Clear cell odontogenic carcinoma is an aggressive tumor and is morphologically characterized by islands of mostly clear cells surrounded by a fibrous stroma. The tumor cells possess abundant glycogen and show positivity for cytokeratin and EMA. However, unlike HCCC, clear cell odontogenic carcinoma tends to be S-100 positive [24].

In addition to differentiating HCCC from other primary clear cell tumors of the head and neck, it is also important to consider metastatic tumors in the differential diagnosis. Renal cell carcinoma is commonly composed of glycogen rich clear cells (Fig. 6). However, it is often associated with hemorrhage and necrosis, and often will be positive for renal cell carcinoma antigen, CD10, and cytokeratin. Thyroglobulin and thyroid transcription factor-1 (TTF-1) can be used to identify metastases of clear cell thyroid carcinoma [24].

Fig. 6
Cytoplasmic clearing, renal cell carcinoma (200×, H&E)

In summary, we report a series of eight cases of HCCC with features similar to previously reported cases. After extensive review of the literature, it is apparent that histochemical and immunohistochemical stains can be extremely helpful in distinguishing HCCC from other tumors with clear cell features. Apart from the presence of a hyalinizing stroma, HCCC is generally PAS, cytokeratin, p63, and EMA positive. Additionally, mucicarmine is useful to perform to rule out MEC, PAS and PAS with diastase to rule out acinic cell carcinoma, and SMA and S-100 to rule out clear cell epithelial myoepithelial carcinoma.
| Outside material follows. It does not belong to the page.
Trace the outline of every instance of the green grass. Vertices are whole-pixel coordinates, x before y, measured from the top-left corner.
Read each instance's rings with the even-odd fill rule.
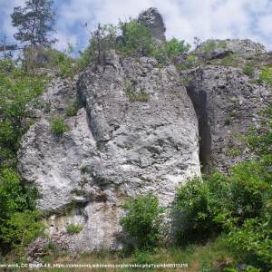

If clear cell odontogenic carcinoma is in the differential, S-100 may be useful in differentiating this tumor from HCCC. Optional immunohistochemical stains such as CD10 and renal cell carcinoma antigen for renal cell carcinoma, or thyroglobulin and TTF-1 for clear cell thyroid carcinoma, can be useful if the clinical information warrants investigation of a metastasis.

The behavioral profile of our series of eight HCCC cases conformed to the relatively indolent behavior previously reported in these tumors. In a recent case series by Solar et al. [22], it was noted that 25% of cases reported in the literature had evidence of metastases. With the addition of our cases to the literature, we observed that only 16.4% of cases reported metastases. Additional cases of HCCC need to be reported to further elucidate the true behavior of this rare tumor. While surgical excision with or without radiotherapy remains the primary treatment for HCCC, we agree with Solar et al. [22] that careful observation and follow-up of these patients is warranted. It is therefore necessary to distinguish HCCC from more aggressive tumors with clear cell features to ensure proper treatment and management.